Swedish Meatballs
The whole family loves these with mashed potatoes, even though I’m too lazy to make the meatballs from scratch.
Ingredients
- 28-32 ounce package frozen meatballs
- 1/2 cup butter
- 1 cup all-purpose flour
- 3 cups beef broth or stock
- 2 cups chicken or vegetable broth or stock
- 2 tablespoons soy sauce
- 1 tablespoon Dijon mustard
- 1 teaspoon Worcestershire sauce
- 1 teaspoon sugar
- 1 cup whole milk
- 2 tablespoons fresh parsley, chopped (optional)
- salt and pepper to taste
Directions
- Melt 2 tablespoons butter in large skillet or pot over medium heat. Add meatballs and lightly brown on all sides.

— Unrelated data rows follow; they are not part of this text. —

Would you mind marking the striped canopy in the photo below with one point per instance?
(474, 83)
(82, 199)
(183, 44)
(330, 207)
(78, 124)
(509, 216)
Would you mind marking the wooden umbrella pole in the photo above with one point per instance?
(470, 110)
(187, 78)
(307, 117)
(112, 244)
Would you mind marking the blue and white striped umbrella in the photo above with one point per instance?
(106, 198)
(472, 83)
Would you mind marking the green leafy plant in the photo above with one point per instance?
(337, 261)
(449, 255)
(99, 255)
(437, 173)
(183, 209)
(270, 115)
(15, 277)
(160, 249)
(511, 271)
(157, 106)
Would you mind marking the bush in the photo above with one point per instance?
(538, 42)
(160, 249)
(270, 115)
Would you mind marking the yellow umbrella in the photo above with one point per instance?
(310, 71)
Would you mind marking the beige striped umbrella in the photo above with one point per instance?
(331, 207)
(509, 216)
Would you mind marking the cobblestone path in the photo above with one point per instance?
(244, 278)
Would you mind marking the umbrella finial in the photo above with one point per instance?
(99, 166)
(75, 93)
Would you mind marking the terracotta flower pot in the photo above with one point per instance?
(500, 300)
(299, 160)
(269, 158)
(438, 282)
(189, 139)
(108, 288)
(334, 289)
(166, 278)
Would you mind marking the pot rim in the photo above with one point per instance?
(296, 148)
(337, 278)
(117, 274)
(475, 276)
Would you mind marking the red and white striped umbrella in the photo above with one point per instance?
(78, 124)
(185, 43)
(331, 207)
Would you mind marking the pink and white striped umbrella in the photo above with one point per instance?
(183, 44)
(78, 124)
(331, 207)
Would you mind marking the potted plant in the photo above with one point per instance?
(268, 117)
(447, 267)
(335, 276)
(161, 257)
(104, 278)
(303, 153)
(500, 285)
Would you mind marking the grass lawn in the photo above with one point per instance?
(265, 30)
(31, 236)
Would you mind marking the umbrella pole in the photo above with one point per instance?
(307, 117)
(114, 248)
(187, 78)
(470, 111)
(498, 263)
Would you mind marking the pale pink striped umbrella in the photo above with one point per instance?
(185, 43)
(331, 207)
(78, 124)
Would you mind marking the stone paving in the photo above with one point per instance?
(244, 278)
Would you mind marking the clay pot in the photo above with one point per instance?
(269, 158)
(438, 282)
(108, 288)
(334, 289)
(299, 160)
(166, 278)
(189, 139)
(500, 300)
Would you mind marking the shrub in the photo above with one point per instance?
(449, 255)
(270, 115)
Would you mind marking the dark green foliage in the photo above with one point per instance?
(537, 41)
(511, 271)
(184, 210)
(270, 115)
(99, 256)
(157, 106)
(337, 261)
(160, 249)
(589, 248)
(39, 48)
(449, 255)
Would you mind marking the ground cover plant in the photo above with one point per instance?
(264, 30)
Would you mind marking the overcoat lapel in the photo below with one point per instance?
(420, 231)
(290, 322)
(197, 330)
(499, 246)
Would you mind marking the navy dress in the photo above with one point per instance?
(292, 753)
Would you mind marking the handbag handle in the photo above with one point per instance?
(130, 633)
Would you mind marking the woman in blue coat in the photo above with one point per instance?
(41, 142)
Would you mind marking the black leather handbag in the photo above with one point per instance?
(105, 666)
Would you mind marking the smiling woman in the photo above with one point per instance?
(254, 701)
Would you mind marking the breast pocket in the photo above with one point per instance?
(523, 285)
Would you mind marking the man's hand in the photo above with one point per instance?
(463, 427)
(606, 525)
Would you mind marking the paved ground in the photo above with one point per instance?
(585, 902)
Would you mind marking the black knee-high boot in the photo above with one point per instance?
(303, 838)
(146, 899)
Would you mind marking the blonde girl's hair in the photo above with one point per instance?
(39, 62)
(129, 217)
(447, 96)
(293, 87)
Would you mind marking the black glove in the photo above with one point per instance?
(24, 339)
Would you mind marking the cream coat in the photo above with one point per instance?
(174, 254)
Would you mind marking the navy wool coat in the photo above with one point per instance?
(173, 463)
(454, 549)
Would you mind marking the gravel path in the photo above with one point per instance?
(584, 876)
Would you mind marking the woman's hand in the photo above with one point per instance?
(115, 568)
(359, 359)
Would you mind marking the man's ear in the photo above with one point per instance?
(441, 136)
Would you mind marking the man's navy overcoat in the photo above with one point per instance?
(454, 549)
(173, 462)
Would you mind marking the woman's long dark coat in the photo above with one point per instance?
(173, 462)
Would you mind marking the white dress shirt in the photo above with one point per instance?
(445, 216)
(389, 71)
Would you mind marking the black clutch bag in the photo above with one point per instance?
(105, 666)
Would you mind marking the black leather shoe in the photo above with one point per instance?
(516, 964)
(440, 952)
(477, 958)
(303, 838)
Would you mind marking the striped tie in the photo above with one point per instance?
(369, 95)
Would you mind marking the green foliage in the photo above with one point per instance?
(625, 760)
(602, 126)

Transfer meatballs to bowl to rest.
- Add remaining butter to skillet or pot. When butter is melted, whisk in flour. If needed, add a splash of oil. Cook for 4-5 minutes until golden brown. Slowly whisk in broth/stock until well combined.
- Whisk in soy sauce, Dijon mustard, Worcestershire sauce, and sugar.
- Increase heat to medium-high, and whisk in milk. Bring to a simmer and cook for 5-10 minutes until gravy thickens, stirring frequently.
- Season to taste with salt and pepper.
- Lower heat to medium-low. Add meatballs to gravy and heat until warm. Garnish with parsley, if using.
- Serve with mashed potatoes and lingonberry jam or whole berry cranberry sauce.